Programmatic Access to AnnoQ
This page documents how to query AnnoQ using the API
The AnnoQ API implementation and its associated Swagger documentation are available at https://api-v2.annoq.org/docs.
The API provides access to AnnoQ’s rich annotations for Human SNPs from the Haplotype Reference Consortium. The end-points can be utilized independently or as part of large workflows to analyze and make coorelations on large data sets. A SNP (single nucleotide polymorphism) by definition is a genomic variant at a single base position in the DNA. Each SNP in the system can be uniquely identified by the chromosome, its position, the reference nucleotide and the alternate nucleotide or its RSID (Reference SNP cluster ID). Note, SNP’s are not defined for all positions of the chromosome, but, a given chromosome and position, can have more than one SNP. Indels are not supported.

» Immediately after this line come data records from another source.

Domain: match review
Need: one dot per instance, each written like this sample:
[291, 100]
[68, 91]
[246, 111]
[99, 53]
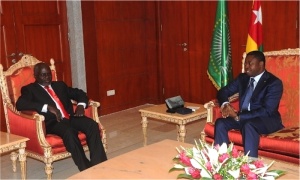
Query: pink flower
[235, 152]
[208, 165]
[217, 177]
[223, 157]
[251, 176]
[195, 173]
[258, 163]
[245, 168]
[184, 159]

The procedure for retrieving SNP’s and associated attributes is as follows:
- Identify the attributes of interest and optionally SNP’s that should not be retrieved (i.e. filtered) if a given attribute is not set
- Identify the SNP’s of interest. This can be through chromosome position or RSID or gene product.
- Identify the number of SNP’s that fit the search criteria
- Retrieve the SNP’s. Since a large number of SNP’s can meet the search criteria, pagination is used to retrieve sets of SNP’s. Use the ‘download’ end-points to retrieve up to a million records.
SNP Attributes
The list of SNP attributes, including the chromosome identifier, position, reference nucleotide, alternate nucleotide and RSID can be retrieved via the /snpAttributes end point. This end-point returns the list of attributes available for each SNP as well as the following for each attribute:
- api_label - This is the label used by the API for the attribute. Use this label when specifying the attribute field to retrieve as well as the attribute field to filter
- display_label - This is the label used by annoq.org website for the attribute.
- definition - Description of the attribute
- data_type - Type of data for the attribute
- version - The version of the data for this attribute.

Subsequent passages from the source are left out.